The deportations that were resumed on a larger scale in the spring of 1942 were preceded by a series of public speeches by Hitler in which he unequivocally returned to his 'prophecy' of January 1939 that, in the event of another 'world war', the Jews of Europe would be annihilated. Hitler's threat was underlined by the USA’s recent entry into the war, the expansion of the war into a world war, and the fact that the 'Fuehrer' deliberately falsified the date of his January 1939 prophecy as 1 September 1939.
In Hitler's new year address of
1942 he declared 'the Jew will not eradicate the European peoples, but will
become the victim of his own assassination attempt' (60). In that speech in
January 1942 in the Berlin Sportpalast, as an excuse for 'seizing power' on 30
January 1933, Hitler stated 'we are quite clear about the fact that the war can
only end with either the eradication of the Aryan peoples or with Judaism
disappearing from Europe' (61). In a declaration read out on 24 February 1942 on
the occasion of the 22nd anniversary of the foundation of the Party
in the Munich Hofbräuhaus, Hitler had it announced once again that 'my prophecy
will come true that Aryan mankind will not be destroyed by this war, but that
the Jew will be eradicated' (62).
Notes
53 Institut für Zeitgeschichte,
G 01 (trial transcript, German version), session of 24 July.
54 The only surviving copy of the
30 sets of minutes to have been issued is no.16, that of State Secretary Martin
Luther (Foreign Office). The handwritten date of issue probably signifies that
the minutes were sent out as a result of an inquiry. (See Peter Klein, Die
Wannsee-Konferenz vom 20. Januar 1942. Analyse und Dokumentation, [Berlin:
Edition Hentrich, no date], p14)
55 Institut für Zeitgeschichte,
operational-situational report (‘Ereignismeldungen’) UdSSR, No.86.

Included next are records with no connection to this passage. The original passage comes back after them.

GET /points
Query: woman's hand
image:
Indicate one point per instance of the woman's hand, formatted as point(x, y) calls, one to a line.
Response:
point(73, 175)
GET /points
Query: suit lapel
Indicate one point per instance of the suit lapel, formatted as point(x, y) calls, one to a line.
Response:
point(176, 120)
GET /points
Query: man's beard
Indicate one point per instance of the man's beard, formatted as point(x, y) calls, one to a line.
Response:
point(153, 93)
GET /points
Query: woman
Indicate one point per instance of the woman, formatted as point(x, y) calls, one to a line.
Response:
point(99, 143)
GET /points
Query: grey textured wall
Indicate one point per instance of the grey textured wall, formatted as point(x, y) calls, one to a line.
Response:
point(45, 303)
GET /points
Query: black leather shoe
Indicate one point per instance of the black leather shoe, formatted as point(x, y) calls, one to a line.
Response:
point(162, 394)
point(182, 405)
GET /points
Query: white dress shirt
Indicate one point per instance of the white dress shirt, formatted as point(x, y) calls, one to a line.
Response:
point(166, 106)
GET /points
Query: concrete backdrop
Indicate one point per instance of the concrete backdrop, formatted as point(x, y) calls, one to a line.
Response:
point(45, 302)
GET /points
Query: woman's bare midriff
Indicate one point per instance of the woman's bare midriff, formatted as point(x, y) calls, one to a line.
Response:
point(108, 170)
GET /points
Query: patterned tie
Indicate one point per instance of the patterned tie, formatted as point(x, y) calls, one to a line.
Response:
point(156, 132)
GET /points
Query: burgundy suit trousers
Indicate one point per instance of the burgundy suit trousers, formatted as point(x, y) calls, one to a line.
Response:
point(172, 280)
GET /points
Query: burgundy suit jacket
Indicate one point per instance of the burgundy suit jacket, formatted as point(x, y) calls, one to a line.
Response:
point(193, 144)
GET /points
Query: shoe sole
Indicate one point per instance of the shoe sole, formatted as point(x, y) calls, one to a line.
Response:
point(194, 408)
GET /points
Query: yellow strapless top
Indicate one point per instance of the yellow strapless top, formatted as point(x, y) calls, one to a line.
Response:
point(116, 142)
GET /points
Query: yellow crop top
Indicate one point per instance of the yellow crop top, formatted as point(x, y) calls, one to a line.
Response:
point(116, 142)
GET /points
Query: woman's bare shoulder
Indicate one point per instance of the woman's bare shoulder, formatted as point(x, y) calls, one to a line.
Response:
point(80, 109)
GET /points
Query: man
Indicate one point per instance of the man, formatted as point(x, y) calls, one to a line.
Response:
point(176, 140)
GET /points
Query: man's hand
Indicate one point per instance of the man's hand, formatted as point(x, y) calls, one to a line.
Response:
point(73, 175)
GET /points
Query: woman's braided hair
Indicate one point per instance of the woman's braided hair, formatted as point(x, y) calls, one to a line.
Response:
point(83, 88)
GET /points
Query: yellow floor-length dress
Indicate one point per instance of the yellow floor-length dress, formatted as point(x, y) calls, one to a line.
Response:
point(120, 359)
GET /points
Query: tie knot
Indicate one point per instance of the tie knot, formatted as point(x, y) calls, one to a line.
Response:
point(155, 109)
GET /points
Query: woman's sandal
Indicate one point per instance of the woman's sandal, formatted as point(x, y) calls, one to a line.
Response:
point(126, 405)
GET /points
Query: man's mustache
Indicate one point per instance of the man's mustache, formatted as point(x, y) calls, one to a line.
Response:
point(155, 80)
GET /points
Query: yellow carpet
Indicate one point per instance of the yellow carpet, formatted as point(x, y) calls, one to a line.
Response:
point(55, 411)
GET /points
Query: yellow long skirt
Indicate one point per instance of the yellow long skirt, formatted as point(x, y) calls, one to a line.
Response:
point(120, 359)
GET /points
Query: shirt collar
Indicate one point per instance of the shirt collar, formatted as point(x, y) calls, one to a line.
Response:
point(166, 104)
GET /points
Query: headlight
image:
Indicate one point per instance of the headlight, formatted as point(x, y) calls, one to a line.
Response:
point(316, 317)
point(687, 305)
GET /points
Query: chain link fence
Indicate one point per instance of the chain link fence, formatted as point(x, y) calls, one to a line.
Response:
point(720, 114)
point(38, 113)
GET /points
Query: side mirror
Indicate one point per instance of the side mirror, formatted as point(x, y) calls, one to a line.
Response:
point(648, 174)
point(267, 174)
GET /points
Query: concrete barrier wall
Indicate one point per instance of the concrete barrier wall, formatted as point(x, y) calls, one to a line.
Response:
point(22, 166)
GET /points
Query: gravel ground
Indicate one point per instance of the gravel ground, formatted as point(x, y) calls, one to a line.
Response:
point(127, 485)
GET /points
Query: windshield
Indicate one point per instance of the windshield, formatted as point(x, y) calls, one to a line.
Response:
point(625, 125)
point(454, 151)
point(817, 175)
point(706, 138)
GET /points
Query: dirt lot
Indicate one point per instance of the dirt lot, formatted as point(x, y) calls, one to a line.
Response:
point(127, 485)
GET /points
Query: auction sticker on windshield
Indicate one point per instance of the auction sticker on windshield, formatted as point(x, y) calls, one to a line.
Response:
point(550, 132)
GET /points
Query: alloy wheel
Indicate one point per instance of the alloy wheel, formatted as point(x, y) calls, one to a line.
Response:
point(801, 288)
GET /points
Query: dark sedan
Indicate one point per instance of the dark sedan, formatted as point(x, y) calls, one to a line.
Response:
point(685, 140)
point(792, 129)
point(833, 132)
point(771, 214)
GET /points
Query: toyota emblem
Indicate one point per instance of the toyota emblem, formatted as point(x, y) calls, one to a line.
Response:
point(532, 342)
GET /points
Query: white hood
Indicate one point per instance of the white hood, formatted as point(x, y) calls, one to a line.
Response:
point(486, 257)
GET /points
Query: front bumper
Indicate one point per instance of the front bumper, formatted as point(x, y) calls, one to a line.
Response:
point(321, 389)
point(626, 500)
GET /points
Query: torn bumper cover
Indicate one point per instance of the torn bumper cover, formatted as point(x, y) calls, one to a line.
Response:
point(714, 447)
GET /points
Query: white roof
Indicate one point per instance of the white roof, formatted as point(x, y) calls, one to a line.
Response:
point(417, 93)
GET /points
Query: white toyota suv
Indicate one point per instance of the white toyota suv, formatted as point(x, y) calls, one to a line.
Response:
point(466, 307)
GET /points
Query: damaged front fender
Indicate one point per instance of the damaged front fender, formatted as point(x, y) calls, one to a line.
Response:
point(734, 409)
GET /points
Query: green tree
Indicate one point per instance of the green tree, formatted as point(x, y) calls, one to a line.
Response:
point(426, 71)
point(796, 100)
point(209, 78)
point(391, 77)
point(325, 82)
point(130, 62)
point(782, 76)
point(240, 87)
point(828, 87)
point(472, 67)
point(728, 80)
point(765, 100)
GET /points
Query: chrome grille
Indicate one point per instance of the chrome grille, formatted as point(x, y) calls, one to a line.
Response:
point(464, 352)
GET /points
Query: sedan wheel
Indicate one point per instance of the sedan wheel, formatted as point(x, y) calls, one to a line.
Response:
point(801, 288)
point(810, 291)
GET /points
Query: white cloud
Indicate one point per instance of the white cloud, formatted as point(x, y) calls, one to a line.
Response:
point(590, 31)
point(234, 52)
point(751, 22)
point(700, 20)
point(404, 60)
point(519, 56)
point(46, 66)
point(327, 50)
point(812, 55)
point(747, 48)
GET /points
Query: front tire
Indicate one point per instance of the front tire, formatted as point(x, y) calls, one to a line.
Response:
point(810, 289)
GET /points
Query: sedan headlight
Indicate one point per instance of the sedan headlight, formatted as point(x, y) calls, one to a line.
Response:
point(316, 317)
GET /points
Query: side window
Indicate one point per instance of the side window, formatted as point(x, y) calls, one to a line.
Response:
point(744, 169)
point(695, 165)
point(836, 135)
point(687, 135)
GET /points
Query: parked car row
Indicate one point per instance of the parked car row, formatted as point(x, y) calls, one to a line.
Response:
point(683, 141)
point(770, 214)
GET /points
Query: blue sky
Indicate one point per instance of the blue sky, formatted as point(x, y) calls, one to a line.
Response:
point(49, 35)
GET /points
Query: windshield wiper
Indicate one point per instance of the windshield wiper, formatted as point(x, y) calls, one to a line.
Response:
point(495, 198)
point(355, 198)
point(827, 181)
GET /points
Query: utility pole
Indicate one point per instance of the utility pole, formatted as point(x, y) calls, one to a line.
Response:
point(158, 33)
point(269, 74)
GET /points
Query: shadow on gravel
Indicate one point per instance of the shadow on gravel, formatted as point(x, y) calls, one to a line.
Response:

56 This is revealed in the
relevant Einsatzgruppen operational-situational reports.
57 Faschismus, p268.
58 Nuremberg document 129-R, IMT
XXXVIII, p365ff.
59 Hermann Kaienburg, ‘Zwangsarbeitslager
an der "Straße der SS"’, 1999, vol.11 (1996), 13-39.
60 Ibid, p1828f.
61 Verordnungsblatt, 26
February 1942; Domarus II, p1844.
62 Nuremberg document PS-1063,
printed in: Peter Longerich (ed.), Die Ermordung der europäischen Juden.
Eine umfassende Dokumentation des Holocaust, (Munich: Piper, 1989), p165f.